The long awaited audit into the data protection practices of the UK’s political parties has unearthed serious concerns with how most – including the Government and the official Opposition – handle people’s personal data, especially around transparency, but stops short of any enforcement action.
The Information Commissioner’s audited the parties’ data protection compliance as part of its two-year investigation in the use of data analytics for political purposes, which was widened to include other organisations following the Cambridge Analytica scandal.
The audits, published today, include specific actions to improve data protection transparency and practice for the Conservative Party; the Labour Party; the Liberal Democrats; the Scottish National Party (SNP); the Democratic Unionist Party (DUP); Plaid Cymru; and UKIP.
While political parties are legitimately entitled to hold personal data belonging to millions of people to help them campaign effectively, the ICO insists that developments in the use of data analytics and social media mean that many voters are unaware of how their data is being used.
The regulator was quick to point out that the political parties engaged positively with the audit process and the ICO noted a genuine desire from the parties to respect people’s data protection rights. The parties have committed to making the improvements necessary to comply with the law and make their data processing more transparent, which the ICO will monitor for effectiveness.
The ICO has made recommendations for improvements across all political parties audited, with 70% classified as urgent or high priority. Among those recommendations were several measures relating to both the systems in which personal data is used, and the way that the parties safeguard that data were also recommended to meet the requirements of accountability.
Key recommendations for the parties include providing the public with clear information at the outset about how their data will be used as well as being transparent when using personal data to profile and then target people with marketing via social media platforms.
Parties must also tell individuals when they use intrusive profiling such as combining information about those individuals from several different sources to find out more about their voting characteristics and interests and be able to demonstrate that they are accountable, showing how parties meet their obligations and protect people’s rights.
In addition, parties must carry out thorough checks on all contracted and potential processors and third party suppliers to gain assurances that they comply with the key transparency, security and accountability requirements of data protection law and review their lawful bases for the different types of processing of personal data used to ensure the most appropriate basis is used.
The ICO claims it will be following up the audits by asking the parties to show the changes they have made in response to the audit recommendations. Failure to take the appropriate steps could result in regulatory action.
Information Commissioner Elizabeth Denham said: “We recognise the unique role political parties play in a democratic society.
“Society benefits from political parties that want to keep in touch with people, through more informed voting decisions, better engagement with hard to reach groups and the potential for increased engagement in democratic processes.
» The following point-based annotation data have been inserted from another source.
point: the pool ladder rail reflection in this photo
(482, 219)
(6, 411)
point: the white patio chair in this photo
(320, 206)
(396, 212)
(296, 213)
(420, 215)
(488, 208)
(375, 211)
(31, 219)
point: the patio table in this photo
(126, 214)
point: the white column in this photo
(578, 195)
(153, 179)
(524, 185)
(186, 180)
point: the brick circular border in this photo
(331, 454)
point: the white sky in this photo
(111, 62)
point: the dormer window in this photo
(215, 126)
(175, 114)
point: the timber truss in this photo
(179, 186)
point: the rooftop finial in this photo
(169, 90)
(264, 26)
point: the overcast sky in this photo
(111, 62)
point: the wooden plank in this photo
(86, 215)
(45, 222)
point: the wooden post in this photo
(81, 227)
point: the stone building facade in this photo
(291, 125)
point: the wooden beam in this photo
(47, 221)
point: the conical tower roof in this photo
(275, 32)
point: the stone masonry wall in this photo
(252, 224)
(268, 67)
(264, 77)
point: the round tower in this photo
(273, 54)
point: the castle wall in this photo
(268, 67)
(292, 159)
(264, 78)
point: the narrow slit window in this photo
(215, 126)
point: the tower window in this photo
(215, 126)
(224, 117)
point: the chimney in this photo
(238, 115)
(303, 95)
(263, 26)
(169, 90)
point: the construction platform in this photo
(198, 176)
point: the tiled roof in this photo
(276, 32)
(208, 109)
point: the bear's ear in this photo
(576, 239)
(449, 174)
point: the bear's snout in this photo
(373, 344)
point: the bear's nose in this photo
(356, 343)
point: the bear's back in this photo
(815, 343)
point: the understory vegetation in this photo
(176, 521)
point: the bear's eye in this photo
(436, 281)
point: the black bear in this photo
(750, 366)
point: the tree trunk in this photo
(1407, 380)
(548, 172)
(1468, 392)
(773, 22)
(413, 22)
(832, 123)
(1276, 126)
But engagement must respect obligations under the law, especially where there are risks of significant privacy intrusion.
“All political parties must use personal information in ways that are transparent, understood by people and lawful, if they are to retain the trust and confidence of electorates. The transparency and accountability required by data protection is a key aspect in developing and maintaining trust, and so there is an important role for the ICO in scrutinising this area.”
In response, DMA chief executive Chris Combemale commented: “While it is good that the parties have made commitments to rectify shortcomings, it has come several years after the GDPR’s implementation, which is concerning. It is the duty of every person within an organisation to know their responsibilities under the GDPR and compliance must be exhibited through all marketing and communication channels, including websites.
“Organisations who are able to demonstrate that they uphold the values of the GDPR help to build public trust in data sharing. So it is essential for political parties to take sufficient care to comply with the laws put in place to protect public data. We must continue to raise awareness of these laws and regulations not only at party bureaucracy level, but among MPs and political representatives too, if the UK is to continue spearheading initiatives that help to enhance global data protection standards.”